I couldn’t understand where it all went so wrong. How did I end up here?

I was thirty, single, and pretty much homeless. My life wasn’t supposed to end up here. By this age, I was supposed to be married with kids and have a successful career and a beautiful home. Well, that was the expectation anyway.

This is where I found myself at a crossroad. Either I continued to wallow in my self-pity and blame the world for my situation, or I made a commitment to myself and started the journey to change.

I started delving into my life—picking apart my upbringing, my platonic relationships, my failed romantic relationships, my lack of drive, and my social anxieties—and found that I was paralyzed by fear. The fear of failing, fear of being judged, and fear of not being accepted, which all culminated into a severe lack of self-belief and self-love.

Why was I so afraid to believe in myself, and why was so afraid to fail?

When I thought about these questions and reflected on the beginnings of my life, I realized that it had all started with belief and failures.

I didn’t just give up on my first attempt to walk; instead, I continued to fall until I took those first few steps. And I didn’t just give up when I couldn’t string a sentence together; gibberish continued to flow out until I made sense.

But why, as an adult, did I no longer have the ability to accept failure and believe in my ability to eventually succeed?

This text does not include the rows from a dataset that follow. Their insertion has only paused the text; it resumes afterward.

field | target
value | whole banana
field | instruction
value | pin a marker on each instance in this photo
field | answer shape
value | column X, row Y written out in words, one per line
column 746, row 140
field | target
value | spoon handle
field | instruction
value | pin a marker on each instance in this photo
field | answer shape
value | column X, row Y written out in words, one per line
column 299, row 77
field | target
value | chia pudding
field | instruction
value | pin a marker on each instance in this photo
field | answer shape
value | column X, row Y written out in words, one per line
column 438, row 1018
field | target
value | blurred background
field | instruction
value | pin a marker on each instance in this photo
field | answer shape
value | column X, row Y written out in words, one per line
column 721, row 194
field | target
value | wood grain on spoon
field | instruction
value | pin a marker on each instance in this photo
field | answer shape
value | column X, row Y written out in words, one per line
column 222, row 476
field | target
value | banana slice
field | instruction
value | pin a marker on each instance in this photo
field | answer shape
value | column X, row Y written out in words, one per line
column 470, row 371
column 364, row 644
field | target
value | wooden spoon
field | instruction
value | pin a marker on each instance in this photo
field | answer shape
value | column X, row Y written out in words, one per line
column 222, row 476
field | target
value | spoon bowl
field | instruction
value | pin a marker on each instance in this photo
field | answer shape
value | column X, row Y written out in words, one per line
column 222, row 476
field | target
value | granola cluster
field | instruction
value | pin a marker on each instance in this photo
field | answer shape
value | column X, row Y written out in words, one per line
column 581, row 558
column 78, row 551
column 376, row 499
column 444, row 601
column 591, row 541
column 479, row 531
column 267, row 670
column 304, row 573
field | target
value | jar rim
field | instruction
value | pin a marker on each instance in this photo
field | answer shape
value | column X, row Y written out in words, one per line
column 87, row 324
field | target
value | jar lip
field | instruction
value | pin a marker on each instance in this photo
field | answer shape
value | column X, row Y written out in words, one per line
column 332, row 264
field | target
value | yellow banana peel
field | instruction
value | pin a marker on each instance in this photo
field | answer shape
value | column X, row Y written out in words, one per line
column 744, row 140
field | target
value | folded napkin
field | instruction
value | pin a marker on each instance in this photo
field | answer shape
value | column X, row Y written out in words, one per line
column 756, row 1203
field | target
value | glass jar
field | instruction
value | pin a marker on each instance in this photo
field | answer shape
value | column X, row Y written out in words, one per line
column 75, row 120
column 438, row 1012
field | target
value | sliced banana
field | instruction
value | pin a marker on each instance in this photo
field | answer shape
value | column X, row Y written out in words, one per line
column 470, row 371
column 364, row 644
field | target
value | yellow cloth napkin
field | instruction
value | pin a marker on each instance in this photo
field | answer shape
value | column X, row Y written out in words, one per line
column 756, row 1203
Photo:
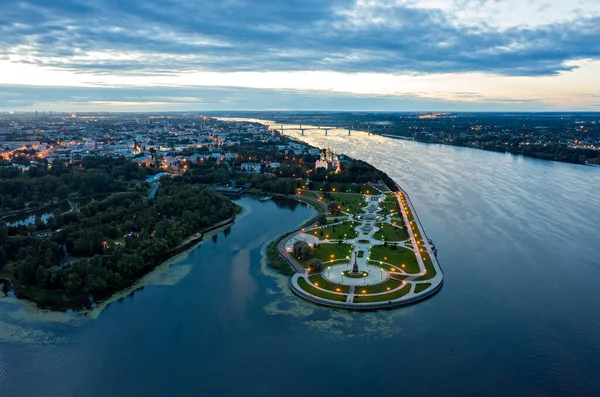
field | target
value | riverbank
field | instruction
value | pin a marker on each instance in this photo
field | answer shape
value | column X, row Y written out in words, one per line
column 279, row 262
column 60, row 301
column 504, row 149
column 400, row 286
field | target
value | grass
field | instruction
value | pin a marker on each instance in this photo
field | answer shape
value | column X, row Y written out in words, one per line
column 317, row 292
column 397, row 257
column 276, row 261
column 421, row 287
column 387, row 268
column 351, row 203
column 344, row 187
column 328, row 285
column 383, row 298
column 390, row 233
column 336, row 219
column 428, row 267
column 324, row 252
column 375, row 289
column 338, row 232
column 390, row 205
column 309, row 193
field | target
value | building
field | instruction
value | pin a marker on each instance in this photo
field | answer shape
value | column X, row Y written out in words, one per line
column 253, row 168
column 329, row 159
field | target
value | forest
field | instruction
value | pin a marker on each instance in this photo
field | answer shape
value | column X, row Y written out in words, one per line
column 106, row 245
column 43, row 184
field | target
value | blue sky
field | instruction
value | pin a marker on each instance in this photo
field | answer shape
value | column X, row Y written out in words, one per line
column 134, row 55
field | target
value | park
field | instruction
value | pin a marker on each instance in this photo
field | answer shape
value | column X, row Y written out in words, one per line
column 367, row 250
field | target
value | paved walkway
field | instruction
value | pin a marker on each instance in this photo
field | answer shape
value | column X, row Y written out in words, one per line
column 364, row 242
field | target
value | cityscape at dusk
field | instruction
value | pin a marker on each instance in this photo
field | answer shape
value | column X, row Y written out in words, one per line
column 405, row 55
column 299, row 198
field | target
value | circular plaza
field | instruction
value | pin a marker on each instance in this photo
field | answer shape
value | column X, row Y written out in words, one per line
column 370, row 254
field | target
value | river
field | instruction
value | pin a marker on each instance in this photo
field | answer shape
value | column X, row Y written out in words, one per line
column 518, row 314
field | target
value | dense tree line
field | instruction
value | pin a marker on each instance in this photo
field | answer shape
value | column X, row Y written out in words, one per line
column 112, row 242
column 41, row 184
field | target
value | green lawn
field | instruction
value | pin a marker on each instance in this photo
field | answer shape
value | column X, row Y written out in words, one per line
column 317, row 279
column 428, row 267
column 324, row 252
column 317, row 292
column 389, row 205
column 336, row 219
column 401, row 257
column 344, row 187
column 383, row 298
column 338, row 232
column 375, row 289
column 421, row 287
column 351, row 203
column 309, row 193
column 390, row 233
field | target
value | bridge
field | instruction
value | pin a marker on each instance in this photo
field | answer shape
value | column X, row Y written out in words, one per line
column 304, row 129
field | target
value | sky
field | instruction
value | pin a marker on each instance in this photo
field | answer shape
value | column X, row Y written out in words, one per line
column 388, row 55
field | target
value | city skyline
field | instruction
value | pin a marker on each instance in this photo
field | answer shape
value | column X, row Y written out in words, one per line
column 176, row 55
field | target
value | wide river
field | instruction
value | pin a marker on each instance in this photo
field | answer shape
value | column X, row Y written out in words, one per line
column 519, row 313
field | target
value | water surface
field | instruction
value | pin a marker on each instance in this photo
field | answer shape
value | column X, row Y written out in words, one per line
column 518, row 313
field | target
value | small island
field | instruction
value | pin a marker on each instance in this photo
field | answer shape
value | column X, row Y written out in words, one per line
column 366, row 251
column 80, row 223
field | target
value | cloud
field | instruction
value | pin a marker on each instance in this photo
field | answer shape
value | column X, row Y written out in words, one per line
column 199, row 99
column 137, row 37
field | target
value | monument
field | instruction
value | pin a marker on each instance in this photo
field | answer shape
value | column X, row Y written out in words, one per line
column 355, row 271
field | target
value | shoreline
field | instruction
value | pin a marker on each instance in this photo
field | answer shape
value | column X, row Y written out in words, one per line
column 77, row 304
column 529, row 156
column 411, row 297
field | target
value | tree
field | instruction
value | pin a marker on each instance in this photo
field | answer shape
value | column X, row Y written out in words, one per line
column 3, row 258
column 334, row 207
column 315, row 265
column 302, row 250
column 322, row 219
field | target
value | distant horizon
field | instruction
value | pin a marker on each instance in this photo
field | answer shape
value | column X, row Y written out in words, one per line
column 66, row 112
column 355, row 55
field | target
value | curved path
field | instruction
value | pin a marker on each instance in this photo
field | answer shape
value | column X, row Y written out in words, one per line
column 364, row 242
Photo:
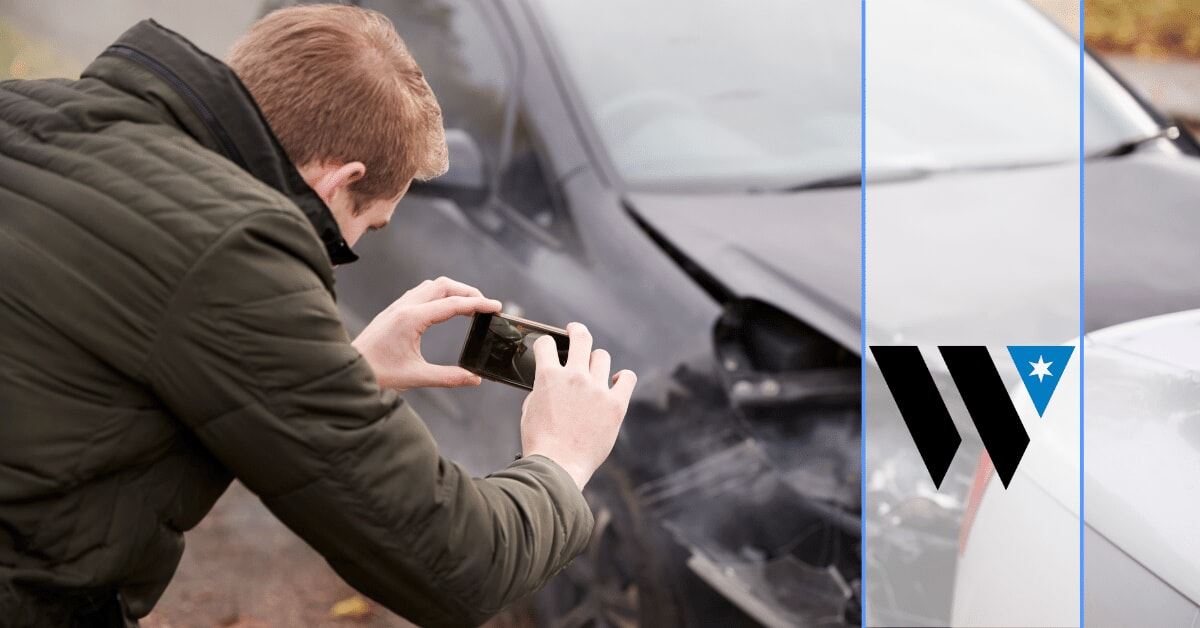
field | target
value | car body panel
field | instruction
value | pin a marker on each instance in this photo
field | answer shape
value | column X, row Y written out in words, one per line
column 1141, row 461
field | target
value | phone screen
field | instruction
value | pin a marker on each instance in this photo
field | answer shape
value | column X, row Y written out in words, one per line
column 501, row 347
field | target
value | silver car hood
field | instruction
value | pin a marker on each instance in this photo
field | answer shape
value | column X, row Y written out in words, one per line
column 802, row 251
column 1141, row 444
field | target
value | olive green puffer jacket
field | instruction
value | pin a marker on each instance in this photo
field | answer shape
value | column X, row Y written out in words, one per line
column 167, row 323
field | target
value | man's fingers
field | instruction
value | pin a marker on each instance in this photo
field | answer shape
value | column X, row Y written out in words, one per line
column 545, row 353
column 442, row 310
column 601, row 363
column 436, row 375
column 623, row 386
column 438, row 288
column 580, row 353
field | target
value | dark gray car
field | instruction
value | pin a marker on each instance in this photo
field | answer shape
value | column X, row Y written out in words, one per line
column 691, row 192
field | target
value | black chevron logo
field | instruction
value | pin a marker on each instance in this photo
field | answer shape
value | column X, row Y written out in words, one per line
column 928, row 419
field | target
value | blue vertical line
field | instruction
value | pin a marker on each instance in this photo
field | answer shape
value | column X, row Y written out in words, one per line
column 862, row 307
column 1081, row 310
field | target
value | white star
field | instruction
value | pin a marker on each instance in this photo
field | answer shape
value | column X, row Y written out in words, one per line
column 1041, row 369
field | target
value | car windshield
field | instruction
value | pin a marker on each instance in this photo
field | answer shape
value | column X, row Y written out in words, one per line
column 681, row 100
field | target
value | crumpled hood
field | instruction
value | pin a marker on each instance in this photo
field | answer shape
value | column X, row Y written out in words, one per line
column 990, row 269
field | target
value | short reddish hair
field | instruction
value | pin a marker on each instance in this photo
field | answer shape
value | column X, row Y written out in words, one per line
column 337, row 84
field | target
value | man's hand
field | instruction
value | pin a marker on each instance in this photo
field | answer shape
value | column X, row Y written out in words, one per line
column 391, row 344
column 571, row 416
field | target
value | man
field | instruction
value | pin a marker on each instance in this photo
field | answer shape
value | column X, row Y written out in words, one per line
column 167, row 241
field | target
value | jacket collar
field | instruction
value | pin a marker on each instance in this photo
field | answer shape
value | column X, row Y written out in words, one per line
column 229, row 120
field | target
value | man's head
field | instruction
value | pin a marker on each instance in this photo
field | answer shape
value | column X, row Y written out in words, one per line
column 348, row 103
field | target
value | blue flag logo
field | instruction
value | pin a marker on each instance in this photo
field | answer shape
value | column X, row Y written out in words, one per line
column 1041, row 368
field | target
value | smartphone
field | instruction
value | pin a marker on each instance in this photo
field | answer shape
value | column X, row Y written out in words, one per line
column 499, row 347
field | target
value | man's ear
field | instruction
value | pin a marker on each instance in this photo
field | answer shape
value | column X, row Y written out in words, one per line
column 330, row 179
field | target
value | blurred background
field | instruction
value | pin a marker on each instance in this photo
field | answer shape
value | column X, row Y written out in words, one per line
column 244, row 568
column 1155, row 43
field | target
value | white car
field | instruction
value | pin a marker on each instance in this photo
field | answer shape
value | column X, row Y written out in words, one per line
column 1141, row 501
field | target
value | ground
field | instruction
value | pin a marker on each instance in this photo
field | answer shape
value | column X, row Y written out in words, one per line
column 244, row 568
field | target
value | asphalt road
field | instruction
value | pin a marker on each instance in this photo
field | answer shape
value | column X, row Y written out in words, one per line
column 244, row 568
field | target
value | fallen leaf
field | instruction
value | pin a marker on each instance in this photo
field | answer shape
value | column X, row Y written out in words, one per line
column 352, row 608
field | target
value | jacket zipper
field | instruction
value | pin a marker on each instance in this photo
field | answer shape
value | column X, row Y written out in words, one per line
column 207, row 117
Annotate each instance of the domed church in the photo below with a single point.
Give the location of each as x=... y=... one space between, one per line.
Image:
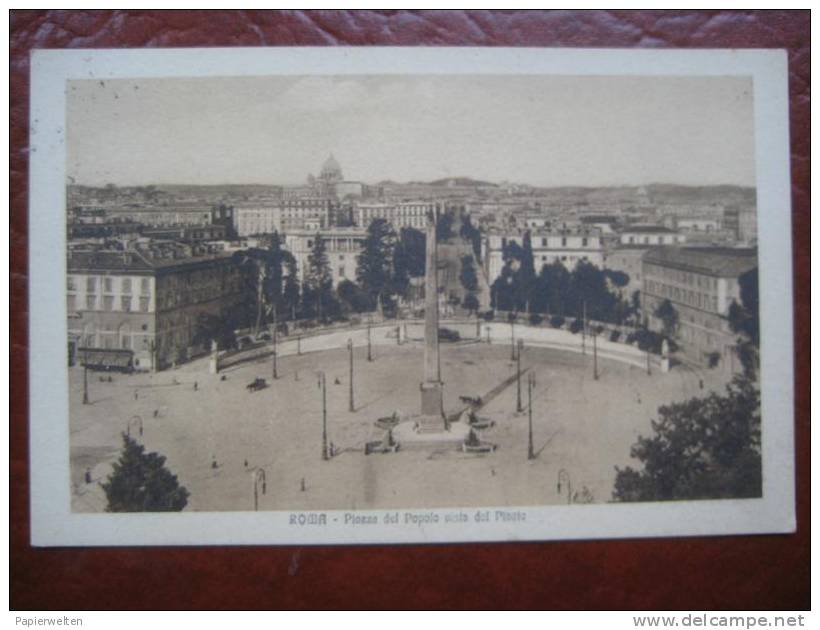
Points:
x=331 y=172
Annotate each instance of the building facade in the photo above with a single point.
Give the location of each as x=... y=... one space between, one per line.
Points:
x=400 y=214
x=342 y=245
x=701 y=284
x=650 y=235
x=130 y=300
x=569 y=247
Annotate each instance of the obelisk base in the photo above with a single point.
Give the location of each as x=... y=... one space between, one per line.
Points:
x=432 y=418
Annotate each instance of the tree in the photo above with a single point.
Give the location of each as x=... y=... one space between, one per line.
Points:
x=352 y=297
x=468 y=277
x=374 y=270
x=704 y=448
x=444 y=226
x=318 y=298
x=291 y=290
x=744 y=320
x=266 y=280
x=471 y=303
x=140 y=482
x=669 y=318
x=472 y=234
x=525 y=283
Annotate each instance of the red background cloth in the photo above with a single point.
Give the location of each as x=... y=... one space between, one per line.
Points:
x=744 y=572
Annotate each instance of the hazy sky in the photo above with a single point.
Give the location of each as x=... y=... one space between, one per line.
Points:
x=542 y=130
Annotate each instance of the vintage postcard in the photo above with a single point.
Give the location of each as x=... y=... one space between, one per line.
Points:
x=290 y=296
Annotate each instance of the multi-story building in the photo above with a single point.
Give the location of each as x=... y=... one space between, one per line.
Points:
x=569 y=247
x=257 y=218
x=342 y=246
x=399 y=214
x=148 y=303
x=629 y=260
x=293 y=213
x=741 y=222
x=650 y=235
x=701 y=284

“I should do this,” “I might do that,” or “I’ll see how I feel”… I was never able give definite terms. It was always could, should, and maybes. I always left the door open, giving myself a way out for when the inevitable non-follow through would happen.

It wasn’t because I was just too lazy. No, it was giving myself an excuse so that if I did fail, it was because I hadn’t really tried, which made it less painful and less embarrassing.

Somewhere along the lines I molded the belief that failing was tied to shame. Something I wasn’t ready to bring upon myself. So I floated through life, barely graduating school and only doing so to please my parents, then finding a “temporary” job that lasted eight unfulfilling years, all the while staying in a relationship that had run its course years before it ended.

The common thread that ran through my life: I was comfortable, and so that’s where I stayed.

I had programmed myself to believe I wasn’t capable of succeeding, achieving a fulfilling life, or finding a happy relationship. So instead I stayed on the sideline. Because on the sideline I was safe and nowhere near any situation that could lead me to fail.

The more I reflected, the more my default behaviors became apparent, and so came my commitments to change my story.